Untuk mendukung pelaksanaan sensus tersebut, BPS Jepara melaksanakan pelatihan bagi petugas yang akan diterjunkan ke lapangan. Tercatat sebanyak 1.076 petugas pendataan lapangan, 138 petugas pemeriksa lapangan, serta 32 petugas organik BPS akan terlibat dalam pelaksanaan Sensus Ekonomi 2026 di Kabupaten Jepara.

“Pelatihan dilaksanakan dalam tiga gelombang. Gelombang pertama pada 2–4 Juni 2026, gelombang kedua pada 8–10 Juni 2026, dan gelombang ketiga pada 12–14 Juni 2026. Secara keseluruhan terdapat 15 kelas pelatihan yang akan mengikuti kegiatan ini,” jelas Isnaini.

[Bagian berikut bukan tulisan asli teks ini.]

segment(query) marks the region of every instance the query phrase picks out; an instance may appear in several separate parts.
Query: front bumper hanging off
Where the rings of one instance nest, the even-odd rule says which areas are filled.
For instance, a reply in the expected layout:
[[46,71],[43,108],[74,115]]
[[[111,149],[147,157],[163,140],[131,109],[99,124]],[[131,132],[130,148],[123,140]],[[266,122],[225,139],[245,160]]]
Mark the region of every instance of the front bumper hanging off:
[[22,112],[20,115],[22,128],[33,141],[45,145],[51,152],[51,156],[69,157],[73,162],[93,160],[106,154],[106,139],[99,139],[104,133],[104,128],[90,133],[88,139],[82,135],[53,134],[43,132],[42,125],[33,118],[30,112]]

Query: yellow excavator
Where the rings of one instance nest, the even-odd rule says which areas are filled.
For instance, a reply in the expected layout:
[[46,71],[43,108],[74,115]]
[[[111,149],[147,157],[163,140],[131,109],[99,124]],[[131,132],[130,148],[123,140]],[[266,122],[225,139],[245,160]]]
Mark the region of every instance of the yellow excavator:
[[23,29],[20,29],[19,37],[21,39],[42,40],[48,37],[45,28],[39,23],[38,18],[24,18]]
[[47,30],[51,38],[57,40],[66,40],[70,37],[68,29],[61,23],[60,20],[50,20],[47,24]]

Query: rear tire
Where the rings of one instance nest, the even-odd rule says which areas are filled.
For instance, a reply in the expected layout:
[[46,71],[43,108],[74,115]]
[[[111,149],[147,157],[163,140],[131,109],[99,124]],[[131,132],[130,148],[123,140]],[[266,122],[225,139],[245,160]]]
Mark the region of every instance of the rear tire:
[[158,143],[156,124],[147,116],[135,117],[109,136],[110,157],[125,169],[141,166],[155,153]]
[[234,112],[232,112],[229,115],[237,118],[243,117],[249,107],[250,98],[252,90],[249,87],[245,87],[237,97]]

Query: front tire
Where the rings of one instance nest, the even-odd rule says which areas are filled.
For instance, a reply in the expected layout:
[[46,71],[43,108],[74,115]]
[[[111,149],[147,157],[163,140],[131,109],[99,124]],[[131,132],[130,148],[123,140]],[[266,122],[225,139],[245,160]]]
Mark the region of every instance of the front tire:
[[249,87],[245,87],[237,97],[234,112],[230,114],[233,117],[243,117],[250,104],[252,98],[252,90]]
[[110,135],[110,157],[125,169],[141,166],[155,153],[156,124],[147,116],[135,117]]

Sementara itu, Bupati Jepara H. Witiarso Utomo dalam sambutannya menyampaikan apresiasi kepada BPS Kabupaten Jepara yang telah mempersiapkan pelaksanaan Sensus Ekonomi 2026 dengan baik, termasuk melalui pelatihan bagi para petugas lapangan sebagai ujung tombak keberhasilan sensus.

“Atas nama Pemerintah Kabupaten Jepara, saya menyampaikan apresiasi kepada BPS Kabupaten Jepara yang telah mempersiapkan pelaksanaan Sensus Ekonomi 2026 dengan baik, termasuk menyelenggarakan pelatihan bagi para petugas lapangan yang akan menjadi ujung tombak keberhasilan sensus ini,” ujar Witiarso.

Menurutnya, Sensus Ekonomi merupakan agenda strategis nasional yang dilaksanakan setiap 10 tahun sekali. Data yang dihasilkan nantinya akan menjadi dasar penting dalam penyusunan kebijakan pembangunan, baik di tingkat nasional maupun daerah.

Bupati menjelaskan bahwa perkembangan teknologi telah mengubah struktur ekonomi secara signifikan. Banyak aktivitas usaha yang sebelumnya mudah terlihat secara fisik kini berkembang melalui marketplace, media sosial, dan berbagai platform digital lainnya.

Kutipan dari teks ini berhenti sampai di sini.